Evelyn Adunka
Bilha Shilo: Ein Drama in Akten. Die Restitution der Sammlungen des Wilnaer YIVO. Mit einem Vorwort von Yfaat Weiss. Aus dem Hebräischen von David Ajchenrand.
Göttingen: Vandenhoeck & Ruprecht Verlag 2022.
151 Seiten, Euro 23,00.-
ISBN 978-3-525-35128-4
Die israelische Historikerin Bilha Shilo, Mitarbeiterin der Internationalen Schule für Holocaust-Studien des Yad Vashem, beschreibt am Beginn ihrer Studie die Erfolgsgeschichte des 1925 in Wilna gegründeten YIVO (Yidisher Visnshaftlikher Institut), das 1929 ein grosses neues Gebäude bezog. Das YIVO baute nicht nur ein umfangreiches Archiv und eine Bibliothek auf, sondern gründete auch eine Abteilung für Jugendforschung und organisierte Schreibwettbewerbe für junge Autoren und Autorinnen. 1941 wurde Wilna von den Nationalsozialisten besetzt.

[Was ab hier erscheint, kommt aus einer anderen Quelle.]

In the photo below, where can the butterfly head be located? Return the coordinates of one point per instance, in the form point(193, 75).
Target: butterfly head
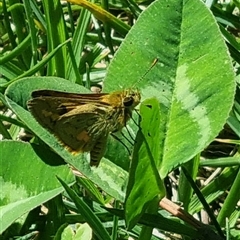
point(131, 99)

Die jüdischen Sammlungen der Stadt wurden unter der Führung von Johannes Pohl geplündert und für das Institut zur Erforschung der Judenfrage in Frankfurt nach Deutschland gebracht. Eine Papier-Brigade mit vierzig Mitarbeitern, unter ihnen der Dichter Abraham Sutzkever, mussten die Bücher im Ghetto sortieren. Viele wurden vernichtet, aber den Zwangsarbeitern gelang es auch, einige herauszuschmuggeln und zu retten. 1946 gelangten Bestände aus Wilna in das von der amerikanischen Armee eingerichtete Offenbach Archival Depot.
Die amerikanische Historikerin Lucy Dawidowicz, die das YIVO von einer Aspirantur (Lehre) 1938 kannte, sortierte die Bestände in Offenbach und bereitete sie für die Restitution vor. Restituiert an das YIVO wurden auch Bücher der berühmten Strashun Bibliothek in Wilna. Weitere Bestände des YIVO fanden sich nach 1945 über den Umweg Berlin, evakuiert wegen der Bombardierungen, in böhmischen Schlössern. Von dort kamen sie an das Jüdische Museum Prag; die Wege der Zeitungssammlung bleiben aber bis heute im Dunkeln. 1948 überführten die sowjetischen Behörden die jüdischen Sammlungen in die Litauische Buchkammer. 1995/96 wurden sie digitalisiert; die Digitalisate wurden dem New Yorker YIVO Institut zur Verfügung gestellt. Die Autorin hat eine komplexe Restitutionsgeschichte detailreich und anschaulich dargestellt und damit für die Nachwelt festgehalten.